Let the Pork cool slightly and start shredding with your fork or fingers. If you want better distributed collagen, let it cool completely before pulling and gently reheat in a pan or under your broiler. Never the microwave. Why does this work? IDFK. It just does.

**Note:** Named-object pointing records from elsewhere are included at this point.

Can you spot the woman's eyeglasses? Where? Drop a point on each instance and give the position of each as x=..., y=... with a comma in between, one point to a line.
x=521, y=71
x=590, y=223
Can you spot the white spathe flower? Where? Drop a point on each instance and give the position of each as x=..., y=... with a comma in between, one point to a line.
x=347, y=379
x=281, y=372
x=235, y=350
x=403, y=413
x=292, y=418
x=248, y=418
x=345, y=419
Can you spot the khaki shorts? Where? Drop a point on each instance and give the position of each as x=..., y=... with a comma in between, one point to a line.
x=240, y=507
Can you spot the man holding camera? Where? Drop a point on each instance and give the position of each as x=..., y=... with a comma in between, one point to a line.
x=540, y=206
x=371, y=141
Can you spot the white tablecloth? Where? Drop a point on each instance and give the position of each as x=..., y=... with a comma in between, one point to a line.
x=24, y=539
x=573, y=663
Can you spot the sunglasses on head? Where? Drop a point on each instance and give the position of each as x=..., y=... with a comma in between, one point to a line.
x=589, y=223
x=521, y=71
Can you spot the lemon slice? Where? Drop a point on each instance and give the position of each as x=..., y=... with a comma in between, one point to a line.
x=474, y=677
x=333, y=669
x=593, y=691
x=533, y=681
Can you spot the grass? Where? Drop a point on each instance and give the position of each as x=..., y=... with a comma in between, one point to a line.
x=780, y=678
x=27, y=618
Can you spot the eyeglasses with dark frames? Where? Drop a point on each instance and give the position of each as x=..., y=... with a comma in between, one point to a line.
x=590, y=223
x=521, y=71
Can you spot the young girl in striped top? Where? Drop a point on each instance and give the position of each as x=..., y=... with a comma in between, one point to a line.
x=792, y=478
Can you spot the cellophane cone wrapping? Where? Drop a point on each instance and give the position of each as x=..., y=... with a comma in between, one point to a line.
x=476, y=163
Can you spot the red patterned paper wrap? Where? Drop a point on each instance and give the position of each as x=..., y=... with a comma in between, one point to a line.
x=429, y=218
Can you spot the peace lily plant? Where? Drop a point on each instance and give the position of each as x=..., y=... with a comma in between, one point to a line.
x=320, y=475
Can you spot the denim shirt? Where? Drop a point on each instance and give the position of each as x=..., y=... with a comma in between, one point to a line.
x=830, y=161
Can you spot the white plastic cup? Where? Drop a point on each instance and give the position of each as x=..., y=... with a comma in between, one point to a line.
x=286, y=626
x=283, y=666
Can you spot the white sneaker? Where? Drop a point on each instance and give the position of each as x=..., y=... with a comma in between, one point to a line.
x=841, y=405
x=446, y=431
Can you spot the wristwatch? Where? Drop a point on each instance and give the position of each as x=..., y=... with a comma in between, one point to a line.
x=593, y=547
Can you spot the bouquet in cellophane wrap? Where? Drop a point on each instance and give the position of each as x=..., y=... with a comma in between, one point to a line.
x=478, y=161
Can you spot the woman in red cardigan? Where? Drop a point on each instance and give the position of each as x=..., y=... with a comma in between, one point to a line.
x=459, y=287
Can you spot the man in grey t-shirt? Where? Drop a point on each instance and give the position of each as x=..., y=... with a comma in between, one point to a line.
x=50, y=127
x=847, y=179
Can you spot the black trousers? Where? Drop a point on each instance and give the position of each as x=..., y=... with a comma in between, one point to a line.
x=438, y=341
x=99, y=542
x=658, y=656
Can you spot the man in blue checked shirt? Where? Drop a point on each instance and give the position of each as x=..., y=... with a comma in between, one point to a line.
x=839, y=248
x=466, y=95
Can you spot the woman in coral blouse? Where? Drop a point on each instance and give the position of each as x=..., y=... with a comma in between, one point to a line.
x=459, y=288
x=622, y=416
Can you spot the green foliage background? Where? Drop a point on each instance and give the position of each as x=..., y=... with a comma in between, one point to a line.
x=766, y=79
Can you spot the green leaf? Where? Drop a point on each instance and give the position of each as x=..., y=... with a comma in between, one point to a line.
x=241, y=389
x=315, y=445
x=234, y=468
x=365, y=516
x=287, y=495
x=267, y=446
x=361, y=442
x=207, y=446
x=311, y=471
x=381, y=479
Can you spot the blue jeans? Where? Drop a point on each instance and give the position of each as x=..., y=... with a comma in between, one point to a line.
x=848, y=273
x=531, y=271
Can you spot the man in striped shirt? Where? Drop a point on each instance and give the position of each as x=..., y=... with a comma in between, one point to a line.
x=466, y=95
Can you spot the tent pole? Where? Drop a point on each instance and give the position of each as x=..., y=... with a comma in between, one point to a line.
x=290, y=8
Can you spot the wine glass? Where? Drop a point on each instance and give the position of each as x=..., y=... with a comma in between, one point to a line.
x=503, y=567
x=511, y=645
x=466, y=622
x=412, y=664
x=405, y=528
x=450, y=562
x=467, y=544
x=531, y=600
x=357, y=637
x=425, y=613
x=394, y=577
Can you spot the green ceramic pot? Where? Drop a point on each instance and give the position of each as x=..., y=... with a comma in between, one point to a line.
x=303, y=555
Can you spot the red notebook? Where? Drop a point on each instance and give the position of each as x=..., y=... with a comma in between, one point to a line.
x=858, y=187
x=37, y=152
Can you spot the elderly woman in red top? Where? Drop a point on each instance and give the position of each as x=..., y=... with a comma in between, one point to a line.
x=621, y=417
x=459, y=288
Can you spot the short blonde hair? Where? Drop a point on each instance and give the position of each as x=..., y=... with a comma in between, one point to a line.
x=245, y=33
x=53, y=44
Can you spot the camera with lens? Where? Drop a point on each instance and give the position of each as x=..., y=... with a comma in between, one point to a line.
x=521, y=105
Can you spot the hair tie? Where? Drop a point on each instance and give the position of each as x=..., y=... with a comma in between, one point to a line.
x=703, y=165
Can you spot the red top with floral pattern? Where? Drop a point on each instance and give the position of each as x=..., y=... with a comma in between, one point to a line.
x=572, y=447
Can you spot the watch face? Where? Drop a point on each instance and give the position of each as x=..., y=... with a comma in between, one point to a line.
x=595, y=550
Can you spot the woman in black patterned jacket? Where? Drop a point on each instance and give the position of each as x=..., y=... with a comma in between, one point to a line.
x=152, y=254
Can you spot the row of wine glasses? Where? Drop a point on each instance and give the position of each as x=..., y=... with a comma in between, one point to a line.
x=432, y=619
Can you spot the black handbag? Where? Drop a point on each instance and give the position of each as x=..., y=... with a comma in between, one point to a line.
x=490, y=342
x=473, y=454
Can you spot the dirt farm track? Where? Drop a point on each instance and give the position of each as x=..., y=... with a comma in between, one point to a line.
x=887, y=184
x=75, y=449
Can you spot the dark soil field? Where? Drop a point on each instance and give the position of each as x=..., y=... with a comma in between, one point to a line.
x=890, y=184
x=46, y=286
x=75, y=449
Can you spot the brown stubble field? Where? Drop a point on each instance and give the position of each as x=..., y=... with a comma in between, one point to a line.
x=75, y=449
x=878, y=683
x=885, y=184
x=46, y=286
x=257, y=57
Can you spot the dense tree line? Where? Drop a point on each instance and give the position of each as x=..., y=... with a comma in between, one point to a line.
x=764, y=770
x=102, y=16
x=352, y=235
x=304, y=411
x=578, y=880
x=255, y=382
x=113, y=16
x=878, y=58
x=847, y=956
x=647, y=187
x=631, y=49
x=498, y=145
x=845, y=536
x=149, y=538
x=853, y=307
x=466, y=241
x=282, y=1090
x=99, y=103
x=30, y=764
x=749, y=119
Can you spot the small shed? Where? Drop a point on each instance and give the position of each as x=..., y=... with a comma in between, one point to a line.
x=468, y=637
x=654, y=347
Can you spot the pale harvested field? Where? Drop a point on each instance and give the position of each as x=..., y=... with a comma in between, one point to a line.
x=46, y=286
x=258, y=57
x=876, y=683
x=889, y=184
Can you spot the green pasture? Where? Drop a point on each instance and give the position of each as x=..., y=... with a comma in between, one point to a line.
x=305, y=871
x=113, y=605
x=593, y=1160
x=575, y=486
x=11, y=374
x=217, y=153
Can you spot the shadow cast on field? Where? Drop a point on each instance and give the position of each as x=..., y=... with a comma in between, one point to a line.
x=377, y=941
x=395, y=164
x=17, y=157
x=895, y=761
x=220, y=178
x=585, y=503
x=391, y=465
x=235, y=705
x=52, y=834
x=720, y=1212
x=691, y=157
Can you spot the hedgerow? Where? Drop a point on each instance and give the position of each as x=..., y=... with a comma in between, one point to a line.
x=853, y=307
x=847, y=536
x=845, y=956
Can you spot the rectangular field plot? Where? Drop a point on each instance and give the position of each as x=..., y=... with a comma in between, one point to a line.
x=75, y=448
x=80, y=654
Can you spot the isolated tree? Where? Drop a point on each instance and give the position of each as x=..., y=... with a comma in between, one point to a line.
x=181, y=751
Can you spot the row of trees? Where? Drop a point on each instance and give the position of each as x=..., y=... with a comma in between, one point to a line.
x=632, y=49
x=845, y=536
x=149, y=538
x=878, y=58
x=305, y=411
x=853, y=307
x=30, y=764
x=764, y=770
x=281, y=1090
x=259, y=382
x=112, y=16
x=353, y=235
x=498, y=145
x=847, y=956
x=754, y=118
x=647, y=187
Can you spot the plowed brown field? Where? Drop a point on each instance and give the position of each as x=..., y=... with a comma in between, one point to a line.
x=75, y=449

Serve drizzled with Sauce and slathered in Slaw on a bun. Pretzel Rolls are obviously the best choice, but cheap-o white bread or sandwich buns are gonna do some pretty good stuff, too.
1/2 cup Cider Vinegar
1 tbsp Chili Powder
1 tsp Garlic Powder
1/4 tsp Salt
1 tbsp Molasses
1 tbsp Tomato Paste
1 tsp Honey
2 tsp plain Yellow Mustard, preferably Plochman’s
Dump it in a jar with a tight fitting lid (like a mason jar or squeeze bottle) and shake until combined. It should be runny and super vinegar-y. Let sit for a few hours (like while your pork is hanging out) and use sparingly.
8 oz bag Cole Slaw Mix
1/4 cup Mayonnaise
1/4 cup Buttermilk
1/8 tsp Cider Vinegar
2 tsp Sugar
1/4 tsp Salt
1/2 tsp Celery Seeds
1/2 tsp Dry Mustard
This isn’t rocket surgery, kids. We’re gonna let you figure this one out on your own.
Dress your Slaw no less than 15— but no more than 60— minutes before serving.